When I first entered publishing, back when dinosaurs roamed the earth, the folks at InterVarsity Press had a slogan for a reading program they were promoting: “Fifteen Minutes a Day Is Fifteen Books a Year.” The idea was that if you could give on average fifteen minutes a day to reading, over the course of a year you could read fifteen books.
Having been a math major (yes, even though I’ve spent most of my career in editorial, I was a math major–but that’s another story), I, well, did the math. Even for someone like me who was (and is) a very slow reader, doing about 250-plus words a minute, and maybe only reading five days out of every week, that’s still fifteen two-hundred page books. I found that very encouraging.
With a modest investment of time I could enrich and entertain myself with novels, self-help, history and a variety of other genres. I didn’t have to carve out huge blocks of time to get something done.
The sad truth is that about half the adults in the United States don’t even read one book a year. A sadder truth is that even many people in the book publishing industry do not read books. I know because they have told me so. OK, so maybe that’s not a big deal for people in accounting. But people in editorial, marketing and sales departments have told me this.
For personal development, reading is hard to beat. For professional publishing development, reading is essential.
I am off for July. So I’m running some favorite Andy Unedited blasts from the past. This was originally posted March 3, 2008.
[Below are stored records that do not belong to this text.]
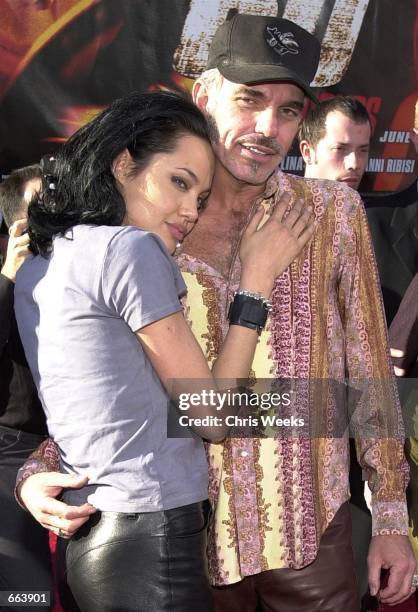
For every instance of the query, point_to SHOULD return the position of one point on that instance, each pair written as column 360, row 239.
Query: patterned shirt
column 274, row 497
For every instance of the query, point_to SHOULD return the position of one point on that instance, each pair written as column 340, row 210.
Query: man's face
column 342, row 154
column 255, row 126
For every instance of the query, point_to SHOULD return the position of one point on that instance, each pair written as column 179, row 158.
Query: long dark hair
column 79, row 186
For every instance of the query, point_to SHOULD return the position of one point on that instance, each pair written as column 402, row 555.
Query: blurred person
column 334, row 140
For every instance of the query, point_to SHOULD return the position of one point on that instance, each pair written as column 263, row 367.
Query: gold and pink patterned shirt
column 274, row 497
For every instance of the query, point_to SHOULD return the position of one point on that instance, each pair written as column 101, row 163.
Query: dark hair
column 313, row 126
column 79, row 186
column 12, row 190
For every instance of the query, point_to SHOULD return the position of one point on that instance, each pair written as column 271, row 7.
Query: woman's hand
column 266, row 252
column 17, row 249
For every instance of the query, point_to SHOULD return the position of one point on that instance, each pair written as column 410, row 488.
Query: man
column 334, row 140
column 280, row 527
column 24, row 550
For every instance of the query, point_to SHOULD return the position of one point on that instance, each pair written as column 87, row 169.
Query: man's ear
column 200, row 96
column 121, row 165
column 307, row 151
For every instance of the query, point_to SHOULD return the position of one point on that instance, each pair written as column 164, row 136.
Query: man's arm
column 377, row 419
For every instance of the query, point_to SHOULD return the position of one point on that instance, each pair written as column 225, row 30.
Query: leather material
column 142, row 562
column 326, row 585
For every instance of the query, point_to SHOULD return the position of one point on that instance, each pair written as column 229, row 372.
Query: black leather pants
column 143, row 562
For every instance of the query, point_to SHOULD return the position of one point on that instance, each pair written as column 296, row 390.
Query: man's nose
column 351, row 161
column 267, row 123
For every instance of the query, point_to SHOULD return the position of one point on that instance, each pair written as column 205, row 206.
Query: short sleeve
column 141, row 282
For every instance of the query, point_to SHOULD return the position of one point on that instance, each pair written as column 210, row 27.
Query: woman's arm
column 174, row 351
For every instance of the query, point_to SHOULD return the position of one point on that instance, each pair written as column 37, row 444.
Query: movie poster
column 62, row 61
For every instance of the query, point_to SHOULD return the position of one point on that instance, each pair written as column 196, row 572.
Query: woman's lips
column 177, row 231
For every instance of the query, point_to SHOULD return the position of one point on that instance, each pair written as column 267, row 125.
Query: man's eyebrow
column 256, row 94
column 192, row 174
column 295, row 104
column 249, row 91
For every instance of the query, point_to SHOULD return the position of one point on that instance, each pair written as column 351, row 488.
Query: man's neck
column 229, row 195
column 217, row 234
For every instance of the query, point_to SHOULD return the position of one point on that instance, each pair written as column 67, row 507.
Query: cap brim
column 263, row 73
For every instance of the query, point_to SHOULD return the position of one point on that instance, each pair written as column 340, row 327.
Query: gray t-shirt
column 77, row 312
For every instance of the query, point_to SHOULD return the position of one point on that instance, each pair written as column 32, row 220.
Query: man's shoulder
column 319, row 192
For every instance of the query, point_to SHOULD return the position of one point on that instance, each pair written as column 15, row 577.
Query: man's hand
column 392, row 552
column 38, row 493
column 17, row 249
column 397, row 354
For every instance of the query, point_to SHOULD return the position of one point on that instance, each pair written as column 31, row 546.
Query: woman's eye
column 181, row 183
column 201, row 203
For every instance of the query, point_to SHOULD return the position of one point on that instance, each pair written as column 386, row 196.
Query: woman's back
column 106, row 407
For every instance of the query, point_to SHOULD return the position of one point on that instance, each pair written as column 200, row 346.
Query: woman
column 100, row 318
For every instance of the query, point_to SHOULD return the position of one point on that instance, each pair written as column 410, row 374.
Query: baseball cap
column 257, row 49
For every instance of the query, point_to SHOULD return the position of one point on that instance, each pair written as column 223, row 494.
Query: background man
column 281, row 523
column 24, row 550
column 334, row 141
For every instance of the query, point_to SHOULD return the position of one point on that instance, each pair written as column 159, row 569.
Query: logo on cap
column 281, row 43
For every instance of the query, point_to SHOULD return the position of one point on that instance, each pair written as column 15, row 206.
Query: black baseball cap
column 257, row 49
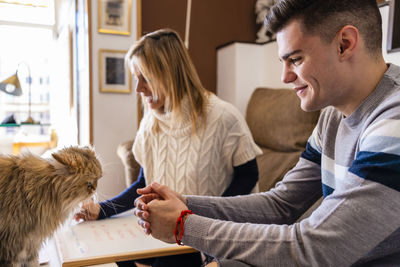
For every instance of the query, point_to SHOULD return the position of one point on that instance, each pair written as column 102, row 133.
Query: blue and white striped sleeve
column 379, row 157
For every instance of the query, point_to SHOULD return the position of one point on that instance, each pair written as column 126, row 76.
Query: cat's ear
column 59, row 157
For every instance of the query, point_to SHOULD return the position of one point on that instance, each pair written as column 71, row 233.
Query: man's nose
column 288, row 75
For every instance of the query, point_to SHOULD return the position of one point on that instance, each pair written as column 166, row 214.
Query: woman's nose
column 139, row 87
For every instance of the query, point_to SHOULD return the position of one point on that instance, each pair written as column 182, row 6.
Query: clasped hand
column 158, row 208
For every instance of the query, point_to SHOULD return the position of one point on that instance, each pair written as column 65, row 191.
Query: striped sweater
column 354, row 163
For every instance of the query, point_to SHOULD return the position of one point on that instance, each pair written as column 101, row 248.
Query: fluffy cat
column 37, row 195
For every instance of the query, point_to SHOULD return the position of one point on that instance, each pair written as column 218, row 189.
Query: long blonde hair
column 163, row 60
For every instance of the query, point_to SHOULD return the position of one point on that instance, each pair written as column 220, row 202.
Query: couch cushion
column 276, row 120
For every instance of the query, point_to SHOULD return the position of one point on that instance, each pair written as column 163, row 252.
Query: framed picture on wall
column 114, row 16
column 114, row 77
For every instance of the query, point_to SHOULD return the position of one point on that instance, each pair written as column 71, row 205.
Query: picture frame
column 114, row 16
column 393, row 36
column 114, row 77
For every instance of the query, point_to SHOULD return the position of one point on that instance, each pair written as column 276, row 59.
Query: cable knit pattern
column 198, row 164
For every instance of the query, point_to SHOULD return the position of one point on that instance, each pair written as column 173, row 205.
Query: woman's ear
column 347, row 41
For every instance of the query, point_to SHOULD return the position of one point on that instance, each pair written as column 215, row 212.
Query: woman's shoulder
column 223, row 108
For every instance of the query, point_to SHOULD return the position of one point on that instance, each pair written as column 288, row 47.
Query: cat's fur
column 37, row 195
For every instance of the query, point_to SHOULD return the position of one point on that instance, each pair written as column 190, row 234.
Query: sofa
column 279, row 127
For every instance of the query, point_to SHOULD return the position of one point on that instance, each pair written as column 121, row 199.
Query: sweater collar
column 375, row 98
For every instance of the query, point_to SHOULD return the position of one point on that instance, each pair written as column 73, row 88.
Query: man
column 331, row 54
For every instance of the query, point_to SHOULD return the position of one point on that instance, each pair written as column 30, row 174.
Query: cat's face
column 79, row 172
Well, gee, Andy: I thought you had some seasoning of the years and experience, but I never dreamed that you had been around for, as Kent Hovind so humnorously says, “Millions and millions of years.” He was, of course, referring to the evolutionists and our science textbooks from kindergarten to scientific papers. Now I see I shall have to take your literary ramblings with great buckets of salt in order to appreciate such genuine masterpieces of esoteric and exotic brilliance. It is enough to give an alliterationists (I just coined a new word for your vocabulary and for the American language (not English) spasms of enthusiastic, excruciating, exciting, enthralling, entertaining ecstasy. Hope you appreciate this effort to provide you with diversion from the tedium of the written word….
Andy,
I too am a slow reader so to hear that you are one too encourages me. And to know that a small commitment of just 15 minutes a day can reap such desirable benefits encourages me to just “keep on keeping on”!
Thank you,
Yancy Busby
Your remark about half of Americans not reading a single book a year strikes close to home. My wife and I strove to instill a love of reading in our kids, and it worked with two of the three. The other says he “hates” to read and would never consider doing if for pleasure. Of course, he’s the one who decided to become an elementary school teacher. Oh, thank God that he has given all five of our young grandchildren a consuming love for books!